For this company was the famous regiment of the "garde-nobles," commanded by Carbon de Castel-Jaloux, a "triple Gascon" and a "triple brave." And his men were hardly a step behind him, all of them nobles that was an essential condition of entrance and almost all of them Gascons. Cyrano, at first in the position rather of the Christian than of the Cyrano of M. Rostand's play, by his gallantry and wit compelled them to accept him, and even won among these "braves" the title of "démon de la bravoure." Unable to be the most Gascon of the Gascons, he made it up by being more Gascon than the Gascons.

Among his exploits the most famous is that of the fight with the hundred ruffians; for this appears to be not a dramatic creation or a legend, but history. One of his poet-friends, Linière (the name is sometimes spelt Lignière) a writer of epigram and contributor to the "Recueils" or "Keep-sakes" of the epoch, had wounded the susceptibilities of a certain "grand seigneur," who planned to avenge himself by the same method which another noble lord, in the eighteenth century, actually used against Voltaire. He posted his hundred men at the Porte de Nesle, to waylay Linière. Linière, hearing of it, came to take refuge with Cyrano for the night.
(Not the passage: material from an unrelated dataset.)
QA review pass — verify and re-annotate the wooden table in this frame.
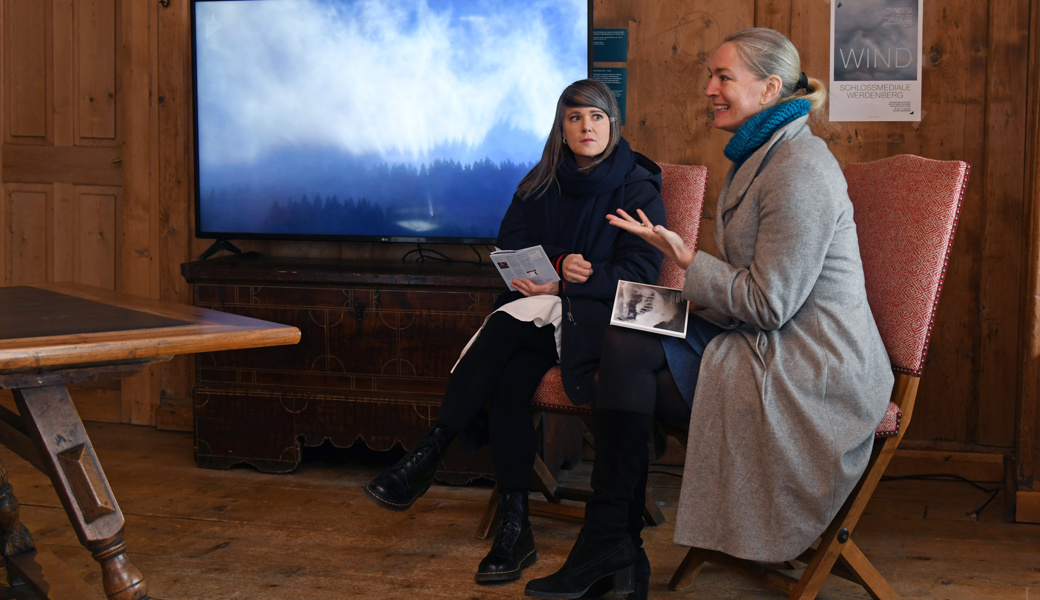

But Cyrano would not receive him. "No, you shall sleep at home," said he. "Here, take this lantern" (this is M. Brun's version), "walk behind me and hold the light, and I'll make bed-quilts of them for you!" And the next morning there were found scattered about the Porte de Nesle two dead men, seven wounded, and many hats, sticks, and pikes.

According to Lebret's account, the battle took place in broad daylight, and had several witnesses. For the rest, his story coincides with that above. And all versions agree in saying that M. de Cuigy and M. de Brissailles both men of the time fairly well known: one the son of an Advocate of the Parliament of Paris, the other Mestre de Camp of the Prince de Conti's regiment bore witness to the facts; and that the story became generally known, and was never denied. Perhaps it will not be well to guarantee the exactness of the number one hundred; but the story must be for the most part true.